[ previous ] [ next ] [ threads ]
 
 From:  Jim Thompson <jim at netgate dot com>
 To:  Chris Buechler <cbuechler at gmail dot com>
 Cc:  m0n0wall at lists dot m0n0 dot ch
 Subject:  Re: [m0n0wall] 1.2b7 lockups on Soekris 48xx
 Date:  Mon, 28 Mar 2005 11:57:30 -1000
Chris Buechler wrote:

>On Mon, 28 Mar 2005 16:41:58 +0200, Frederick Page
><fpage at thebetteros dot oche dot de> wrote:
>  
>
>>>>Might be indeed a temperature issue, the Bios freezes the machine
>>>>according to docs, when temperature gets too high. Maybe the sensor
>>>>is off in some machines.
>>>>        
>>>>
>>>One of the early things I plan to make run is the watchdog.  (At least,
>>>I haven't seen any evidence of it being
>>>enabled.)
>>>      
>>>
>>That sounds like a good idea. However, if those freezes should be
>>because the BIOS of the WRAP (mistakenly) believes the temperature is
>>too high and freezes the machine, I doubt the watchdog will be able to
>>react (when complete machine is frozen by BIOS).
>>
>>I now have the WRAP running like hell, with no problems whatsoever,
>>the temperature theory seems to be it. Maybe a sensor is off and gives
>>wrong readings? I am very glad that my WRAP does not freeze anymore.
>>
>>    
>>
>
>
>Given the problem discovered over the weekend with much higher CPU
>utilization on b5+, which of course would generate more heat from the
>CPU, this makes sense.  I don't think it should be getting hot enough
>to freeze up the WRAP though, unless it has a design flaw that it
>can't run at higher CPU utilization for very long.
>
>As far as the watchdog, it used to be enabled and was taken out long
>ago because it caused problems more than it helped.  It unnecessarily
>caused reboots, possibly amongst other problems, but check the
>archives if you want to look at it further.
>http://www.google.com/search?q=watchdog+site%3Am0n0%2Ech
>  
>

The net45xx boards (any Elan 520-based gear) have a well-understood 
problem where enabling the watchdog can (badly) glitch the internal bus 
every time the watchdog gets reset.  Typically this shows up during CF 
writes (since the CF is on the same bus), but it could happen for any 
write the passes over the "GP" bus.   There are rumors that this is 
fixed in late versions of the Elan520, but, of course, you have no 
control about which Elan you get from Soren.

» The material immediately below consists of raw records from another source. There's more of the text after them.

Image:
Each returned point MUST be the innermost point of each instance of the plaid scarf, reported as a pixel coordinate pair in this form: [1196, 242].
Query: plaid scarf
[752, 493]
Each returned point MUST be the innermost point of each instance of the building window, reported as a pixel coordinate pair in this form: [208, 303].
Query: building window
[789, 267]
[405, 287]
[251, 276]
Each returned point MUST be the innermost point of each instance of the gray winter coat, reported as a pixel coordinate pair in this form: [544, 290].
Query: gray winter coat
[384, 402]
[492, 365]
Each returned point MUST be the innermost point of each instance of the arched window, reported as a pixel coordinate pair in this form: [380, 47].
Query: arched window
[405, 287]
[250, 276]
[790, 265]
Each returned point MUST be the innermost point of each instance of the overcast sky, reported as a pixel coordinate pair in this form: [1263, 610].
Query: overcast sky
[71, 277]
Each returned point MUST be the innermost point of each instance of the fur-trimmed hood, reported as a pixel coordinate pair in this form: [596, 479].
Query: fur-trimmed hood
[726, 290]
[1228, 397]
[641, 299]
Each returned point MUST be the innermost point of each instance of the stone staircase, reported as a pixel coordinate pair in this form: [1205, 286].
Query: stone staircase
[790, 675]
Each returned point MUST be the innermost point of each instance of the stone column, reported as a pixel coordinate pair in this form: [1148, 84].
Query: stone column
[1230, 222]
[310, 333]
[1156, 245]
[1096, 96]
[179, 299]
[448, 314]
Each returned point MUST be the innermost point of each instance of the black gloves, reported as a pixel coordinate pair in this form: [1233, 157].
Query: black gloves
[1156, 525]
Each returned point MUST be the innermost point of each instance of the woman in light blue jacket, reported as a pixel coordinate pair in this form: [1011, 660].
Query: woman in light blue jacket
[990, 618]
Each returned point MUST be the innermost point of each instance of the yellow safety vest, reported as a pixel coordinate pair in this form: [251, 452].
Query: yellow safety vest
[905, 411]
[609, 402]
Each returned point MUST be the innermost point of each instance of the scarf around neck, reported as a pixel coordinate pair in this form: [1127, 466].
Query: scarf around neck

There are signs of a work-around in FreeBSD that turn off bus echo mode 
while resetting the watchdog.  I don't know how well they work.  See 
elan_watchdog() in sys/i386/i386/elan-mccr.c for details.   They are 
worth a try.

This doesn't mean it makes sense to disable the watchdog on all 
hardware, either.  The watchdog seems to just work (at least under 
l***x, I've not enabled it under FreeBSD yet) on the Geode SC1100 (WRAP 
and Soekris 48xx).

jim